French and Rwandan activists have criticised a rare debate in France’s senate on Monday which they say fell short of bringing out Paris’ role in the 1994 Genocide against the Tutsi.
French and Rwandan activists have criticised a rare debate in France’s senate on Monday which they say fell short of bringing out Paris’ role in the 1994 Genocide against the Tutsi.
This was during a forum organised by the RBF-France-Forum de la Memoire (Remembrance Forum), a French civil society group whose members were in the country in April, this year, to pay tribute to Genocide survivors.
The forum titled; "Rwanda: Reflections on the last Genocide of the 20th century,” had panelists including French humanitarian activist and former foreign minister Bernard Kouchner and François Leotard, who was the French defence minister from 1993 to 1995.
"We expected a lot from the debate,” Alain Gauthier, the head of the rights group, Collectif des Parties Civiles pour le Rwanda (CPCR), told The New Times yesterday.
Gauthier said that during the debate, Leotard said he was proud of Operation Turquoise, a French-led military operation launched in Rwanda by then French president François Mitterrand on June 22, 1994, and that France had no apologies to make for its role in Rwanda two decades ago.
Kouchner only acknowledged "a political mistake” on behalf of his country and both politicians concurred that there was no complicity on behalf of their government in the events that led to the killings.
"Personally, I am not disappointed because that is what I expected. Both politicians agreed to request the declassification of "secret” documents but this is what we asked for in an earlier petition,” said Gauthier, whose organisation is behind several arrests of Genocide fugitives holed up in France.
On Saturday, several French rights groups petitioned Jean-Yves Le Drian, the current French minister for defence over the declassification of the "secret documents” concerning the role of the French government in the 1994 Genocide.
The groups want the French establishment to come clean on the exact activities of several French military operations launched in Rwanda during and after the 1994 Genocide, including Operation Turquoise, a 2,500-strong mission with heavily armed French soldiers who deployed in Rwanda in June 1994.

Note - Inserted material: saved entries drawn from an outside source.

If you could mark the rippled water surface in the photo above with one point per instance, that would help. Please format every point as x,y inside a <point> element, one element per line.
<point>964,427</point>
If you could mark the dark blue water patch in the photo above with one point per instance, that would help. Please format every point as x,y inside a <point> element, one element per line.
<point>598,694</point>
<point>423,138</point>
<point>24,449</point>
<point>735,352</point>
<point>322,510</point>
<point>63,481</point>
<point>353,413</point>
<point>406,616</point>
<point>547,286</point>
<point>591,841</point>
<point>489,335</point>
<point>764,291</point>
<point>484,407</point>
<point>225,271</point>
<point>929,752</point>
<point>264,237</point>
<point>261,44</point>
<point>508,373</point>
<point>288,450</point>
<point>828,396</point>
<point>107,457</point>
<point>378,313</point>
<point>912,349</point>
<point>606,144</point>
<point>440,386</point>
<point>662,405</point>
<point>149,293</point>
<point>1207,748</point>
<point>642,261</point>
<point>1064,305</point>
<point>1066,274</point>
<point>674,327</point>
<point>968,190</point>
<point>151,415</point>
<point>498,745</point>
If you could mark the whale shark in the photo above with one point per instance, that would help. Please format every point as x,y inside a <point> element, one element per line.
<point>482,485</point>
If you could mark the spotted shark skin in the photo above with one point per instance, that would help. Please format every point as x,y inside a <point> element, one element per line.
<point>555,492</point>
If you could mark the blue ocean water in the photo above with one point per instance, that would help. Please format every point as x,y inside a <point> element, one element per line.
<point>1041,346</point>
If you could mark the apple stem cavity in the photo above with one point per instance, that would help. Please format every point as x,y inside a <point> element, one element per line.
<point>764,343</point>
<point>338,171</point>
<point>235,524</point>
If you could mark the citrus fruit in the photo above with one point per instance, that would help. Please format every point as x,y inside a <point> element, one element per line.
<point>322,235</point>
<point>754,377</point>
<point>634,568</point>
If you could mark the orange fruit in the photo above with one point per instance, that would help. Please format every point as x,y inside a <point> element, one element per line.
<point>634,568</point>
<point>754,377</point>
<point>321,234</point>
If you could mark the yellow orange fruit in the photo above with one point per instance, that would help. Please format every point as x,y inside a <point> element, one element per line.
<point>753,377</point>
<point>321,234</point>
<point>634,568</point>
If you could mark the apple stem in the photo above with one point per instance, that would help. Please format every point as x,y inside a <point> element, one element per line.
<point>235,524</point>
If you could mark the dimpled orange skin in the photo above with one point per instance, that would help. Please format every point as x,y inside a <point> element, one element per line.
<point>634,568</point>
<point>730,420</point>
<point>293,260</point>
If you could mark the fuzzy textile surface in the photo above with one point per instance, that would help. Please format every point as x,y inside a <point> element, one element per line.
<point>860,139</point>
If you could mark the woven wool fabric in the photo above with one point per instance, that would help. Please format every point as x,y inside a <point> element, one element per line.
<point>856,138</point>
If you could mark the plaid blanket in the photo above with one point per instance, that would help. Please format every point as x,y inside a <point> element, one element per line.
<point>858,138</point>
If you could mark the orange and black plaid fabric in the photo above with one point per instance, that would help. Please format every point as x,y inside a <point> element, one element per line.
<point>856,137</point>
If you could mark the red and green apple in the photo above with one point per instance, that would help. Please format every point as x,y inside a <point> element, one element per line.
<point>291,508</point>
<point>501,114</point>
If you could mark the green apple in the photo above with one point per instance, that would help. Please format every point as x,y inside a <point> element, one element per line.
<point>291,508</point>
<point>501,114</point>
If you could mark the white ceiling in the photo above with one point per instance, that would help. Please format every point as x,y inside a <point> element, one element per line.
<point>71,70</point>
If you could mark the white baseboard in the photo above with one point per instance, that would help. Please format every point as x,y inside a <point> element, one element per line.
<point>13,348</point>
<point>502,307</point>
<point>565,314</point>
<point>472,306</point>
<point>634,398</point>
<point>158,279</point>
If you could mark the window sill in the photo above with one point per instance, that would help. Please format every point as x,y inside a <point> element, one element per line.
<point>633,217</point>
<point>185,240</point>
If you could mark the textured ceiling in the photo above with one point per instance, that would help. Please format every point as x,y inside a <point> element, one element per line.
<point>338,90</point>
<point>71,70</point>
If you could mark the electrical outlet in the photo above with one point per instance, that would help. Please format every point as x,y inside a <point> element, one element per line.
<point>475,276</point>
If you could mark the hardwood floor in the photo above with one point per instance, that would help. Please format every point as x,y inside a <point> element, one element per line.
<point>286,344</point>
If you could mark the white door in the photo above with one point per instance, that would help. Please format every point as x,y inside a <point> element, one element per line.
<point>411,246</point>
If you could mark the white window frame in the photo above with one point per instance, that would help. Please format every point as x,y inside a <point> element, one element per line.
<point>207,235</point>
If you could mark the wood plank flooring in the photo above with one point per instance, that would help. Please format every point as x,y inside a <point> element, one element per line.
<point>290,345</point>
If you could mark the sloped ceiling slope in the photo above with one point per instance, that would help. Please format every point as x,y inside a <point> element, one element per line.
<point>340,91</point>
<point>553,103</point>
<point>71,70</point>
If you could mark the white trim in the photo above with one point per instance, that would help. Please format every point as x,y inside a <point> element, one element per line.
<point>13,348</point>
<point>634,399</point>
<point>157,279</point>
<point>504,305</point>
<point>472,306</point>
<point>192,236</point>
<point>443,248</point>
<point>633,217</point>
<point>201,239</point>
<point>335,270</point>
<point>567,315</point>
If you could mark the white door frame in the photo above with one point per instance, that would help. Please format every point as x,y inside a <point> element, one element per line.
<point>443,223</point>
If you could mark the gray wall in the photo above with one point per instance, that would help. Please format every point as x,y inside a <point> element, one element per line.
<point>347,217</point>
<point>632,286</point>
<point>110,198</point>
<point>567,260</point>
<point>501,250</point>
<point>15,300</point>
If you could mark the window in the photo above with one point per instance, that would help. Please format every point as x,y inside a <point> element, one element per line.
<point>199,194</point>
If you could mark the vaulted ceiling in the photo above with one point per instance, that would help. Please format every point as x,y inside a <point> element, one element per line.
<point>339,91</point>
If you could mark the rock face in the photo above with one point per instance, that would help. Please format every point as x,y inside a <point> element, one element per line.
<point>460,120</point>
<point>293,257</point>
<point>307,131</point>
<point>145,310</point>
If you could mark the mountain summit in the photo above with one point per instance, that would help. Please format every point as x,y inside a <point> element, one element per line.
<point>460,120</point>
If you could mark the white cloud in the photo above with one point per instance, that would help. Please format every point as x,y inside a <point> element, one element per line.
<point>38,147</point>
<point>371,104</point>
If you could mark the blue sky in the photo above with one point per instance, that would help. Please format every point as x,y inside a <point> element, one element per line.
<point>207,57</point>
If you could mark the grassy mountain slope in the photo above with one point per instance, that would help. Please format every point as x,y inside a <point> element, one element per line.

The troops were deployed under the pretext of humanitarian intervention but are believed to have instead created an escape corridor for the Genocide mastermind, as the former government was being overrun by the RPA forces.
Rewriting history
Rwandan genocide scholar Tom Ndahiro, said historical facts will remain irrespective of whatever happens in French circles.
"No matter how diversionary the debate may be, it can never turn tables against the truth,” Ndahiro said.
Ndahiro likens Leotard to a denier, especially with respect to Operation Turquoise, which the scholar said was "a mission that came to the rescue of the genocidaires.”
During the Genocide, as co-founder of Médecins Sans Frontières (Doctors Without Borders), Kouchner often travelled to Rwanda, and Dr Jean-Hervé Bradol, the MSF’s Rwanda Programme Manager during the Genocide has previously hinted at France’s complicity.
Current and former top French leaders, including then President François Mitterrand, insisted that whatever happened was based on a ‘normal’ bilateral defence pact with the then Rwandan regime.
"This pact cannot be justification for Genocide,” Ndahiro said. He says there is ample and documented evidence of France’s complicity in the 1994 Genocide.
During the Genocide, the scholar said French military advisors were in Kigali and were involved – at the highest level – in "creating the military doctrine” of the day.
They include Lt. Col. Jacques Chollet, who served as President Juvenal Habyarimana’s advisor, and Lt. Col. Denis Roux, who trained the presidential guard.
Ndahiro said: " They, for example, defined the enemy in a methodical manner and circulated documents to all units, indicating that the enemy was a Tutsi, inside and outside the country.”
A Tutsi were therefore supposed to be fought with all means possible,” Ndahiro said.